Modern transformer models suffer from quadratic scaling, where doubling input length quadruples compute due to token-to-token comparisons. This makes processing large documents—such as full codebases or legal contracts—extremely expensive. As a result, most systems rely on retrieval pipelines that only analyze fragments rather than entire datasets.
The company’s core innovation, Subquadratic Sparse Attention (SSA), selectively computes only meaningful token relationships based on semantic relevance. Unlike earlier sparse methods that follow fixed patterns, SSA dynamically identifies important connections, allowing both attention and selection steps to scale linearly rather than quadratically.
Performance metrics show dramatic reductions in compute. At 1 million tokens, dense attention requires about 252 petaflops, while SSA uses just 3.9, a roughly 64× reduction per layer. Compared to FlashAttention-2, SSA matches performance at 16,000 tokens and becomes 56× faster at 1 million tokens on an NVIDIA H100.
The model SubQ 1.1 Small, released June 16, 2026, achieves near-perfect retrieval accuracy across extreme context lengths. It scored 100% accuracy at 1M and 2M tokens, and 98% at 6M and 12M, despite not being trained specifically at the highest range. At 12M tokens, it attends to only 0.13% of possible token pairs.

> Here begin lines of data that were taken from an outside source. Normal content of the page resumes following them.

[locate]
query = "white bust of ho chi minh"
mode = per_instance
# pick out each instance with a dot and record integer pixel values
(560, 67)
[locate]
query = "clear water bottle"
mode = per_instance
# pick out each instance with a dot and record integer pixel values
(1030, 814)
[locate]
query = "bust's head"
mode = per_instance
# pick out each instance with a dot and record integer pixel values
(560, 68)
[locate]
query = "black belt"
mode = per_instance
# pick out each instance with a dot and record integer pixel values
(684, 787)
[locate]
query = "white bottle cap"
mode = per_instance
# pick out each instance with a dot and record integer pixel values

Despite its focus on long context, the model maintains strong reasoning performance. It scores 85.4% on GPQA Diamond, below top-tier systems like GPT-5.5 (93.2%) but above smaller models. On LiveCodeBench v6, it achieves 89.7%, outperforming several established competitors.

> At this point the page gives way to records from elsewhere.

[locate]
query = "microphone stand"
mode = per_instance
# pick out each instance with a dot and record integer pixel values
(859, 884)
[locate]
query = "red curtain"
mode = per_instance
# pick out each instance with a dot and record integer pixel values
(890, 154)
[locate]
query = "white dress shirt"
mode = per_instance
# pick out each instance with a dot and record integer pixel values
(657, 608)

On Automation Bench Finance, which simulates enterprise workflows across 500 APIs and 47 applications, SubQ 1.1 Small scores 13%, close to leading models like GPT-5.5 at 18%. The benchmark requires multi-step reasoning with no partial credit, making the result notable for a smaller, specialized model.
Results were partially verified by Appen, confirming high retrieval accuracy at scale. However, skepticism remains due to past overpromises in long-context AI. Earlier discrepancies between internal and external benchmarks, along with limited real-world deployment evidence, continue to raise questions.
If validated in production, SSA could reduce reliance on RAG pipelines, vector databases, and chunking systems. Many current enterprise AI architectures exist to compensate for limited context windows; removing that constraint could allow models to process entire documents directly, simplifying system design.
SubQuadratic plans larger models supporting 2M to 12M token contexts later in 2026, with broader rollout underway. The company has raised $29 million at a $500 million valuation, entering a competitive field where prior approaches like Mamba, RWKV, and hybrid transformers have struggled to fully overcome scaling limits.
SubQuadratic’s SSA approach, if validated in real-world deployments, could mark a structural shift in AI by eliminating one of the field’s most persistent computational constraints.